By the time the game was over and they left the stadium, Cole was so consumed with getting home that he couldn’t have stated the final score if his life depended on it. He had no idea how far this would go. He only knew that for the first time in his life he didn’t want sex just for the sake of sex. The woman he wanted to make love to wasn’t some nebulous beauty queen with a gorgeous but generic body whose name he wouldn’t even remember in the morning.
She was beside him right now. And her name was Ginny.
AS COLE and Ginny drove through the darkened gates of the ranch, her heart raced with anticipation. Ever since th
ey’d dropped Rhonda and Earl off at their house, neither she nor Cole had said a word, and the silence was deafening.
For all her protesting in the past, she wanted desperately to feel his lips against hers again, his arms embracing her and see that look in his eyes that said he wanted her. The sensation was so powerful she almost couldn’t contain it.

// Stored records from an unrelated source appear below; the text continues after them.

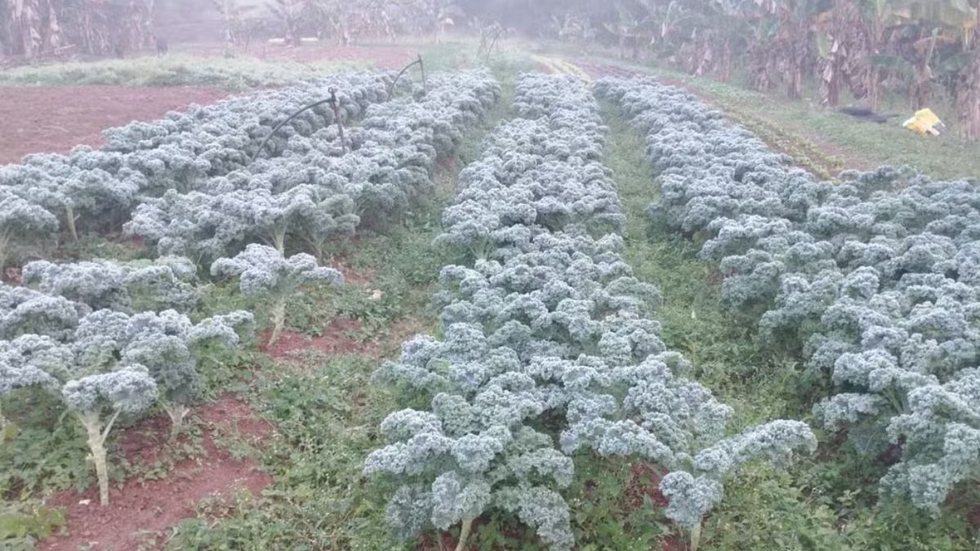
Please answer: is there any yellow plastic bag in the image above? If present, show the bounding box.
[902,108,946,136]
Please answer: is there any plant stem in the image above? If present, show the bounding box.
[163,404,190,442]
[456,518,473,551]
[65,205,78,241]
[0,232,10,279]
[266,297,286,346]
[77,411,110,507]
[272,227,286,256]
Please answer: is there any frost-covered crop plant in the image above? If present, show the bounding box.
[0,187,58,273]
[0,310,251,505]
[365,76,815,550]
[0,333,157,505]
[124,71,499,266]
[599,75,980,512]
[211,244,344,346]
[0,73,392,250]
[22,257,198,313]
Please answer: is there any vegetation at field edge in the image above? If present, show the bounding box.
[603,97,977,550]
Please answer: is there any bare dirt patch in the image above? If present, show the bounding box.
[261,318,425,360]
[181,44,419,69]
[38,395,272,551]
[261,318,373,360]
[0,86,228,164]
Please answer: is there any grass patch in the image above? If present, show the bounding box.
[612,57,980,179]
[0,54,370,91]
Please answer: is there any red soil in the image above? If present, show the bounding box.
[0,86,228,164]
[181,43,419,69]
[261,318,376,359]
[38,395,272,551]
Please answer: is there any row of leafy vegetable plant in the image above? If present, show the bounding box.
[0,73,391,269]
[364,74,816,549]
[597,79,980,514]
[0,72,499,504]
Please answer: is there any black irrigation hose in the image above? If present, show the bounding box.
[388,54,428,96]
[251,88,343,163]
[250,54,428,163]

Almost every night after he’d gone to sleep, she stared at him, imagining what it would be like to reach across the short distance that separated them and touch his cheek, stroke his shoulder until he woke up, then tell him how foolish she’d been, and that of course she wanted him to make love to her.

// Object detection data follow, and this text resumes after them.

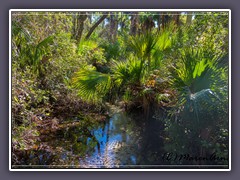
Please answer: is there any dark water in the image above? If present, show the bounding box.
[14,103,163,168]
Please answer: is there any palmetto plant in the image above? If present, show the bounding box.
[171,48,227,121]
[72,69,111,102]
[12,21,54,74]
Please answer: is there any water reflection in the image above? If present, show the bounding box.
[14,106,165,168]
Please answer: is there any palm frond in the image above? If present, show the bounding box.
[72,69,111,102]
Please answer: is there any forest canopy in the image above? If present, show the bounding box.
[11,11,230,168]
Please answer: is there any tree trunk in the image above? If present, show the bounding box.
[85,14,108,39]
[157,12,161,31]
[186,12,193,26]
[129,12,139,36]
[162,12,165,30]
[73,12,87,44]
[174,12,180,26]
[110,12,118,42]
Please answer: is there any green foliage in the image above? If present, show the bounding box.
[78,40,107,64]
[112,56,144,86]
[73,69,111,102]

But that was fantasy. Tonight was reality.
Until a few months ago, the monotony of her life had dulled her senses to the point where she’d rarely felt anything. Then she’d met Cole, and he’d yanked her emotions from one end of the spectrum to the other. He made her think about things in ways she’d never thought about them before, made her feel things she’d never felt before, whether anger or fear…or sexual attraction. But no matter how much she wanted him, she knew in her heart that making love with Cole would be just about the most dangerous thing she could possibly do.
They came into the kitchen, and Ginny quickly turned on the overhead light, which cast a bright, comforting glow around the room. She set her purse on the counter.
Cole came up beside her. She could practically feel the heat radiating from his body, and the tiny trace of comfort she’d felt evaporated.
“It’s late,” she said. “I’m tired. I—I guess I’ll go get ready for bed.”
Bed. Oh, Lord—that was the last place she needed to be with Cole.
She slipped away from him, grabbed a pair of pajamas from the dresser in the bedroom, then headed for the bathroom, where she flipped on the light and closed the door behind her.
How was she ever going to go into that bedroom and sleep with him tonight? She sensed that the moment she lay down beside him he would pull her into his arms, and she wanted it so much. But she also knew the possible consequences, and she wasn’t anywhere near ready to face those.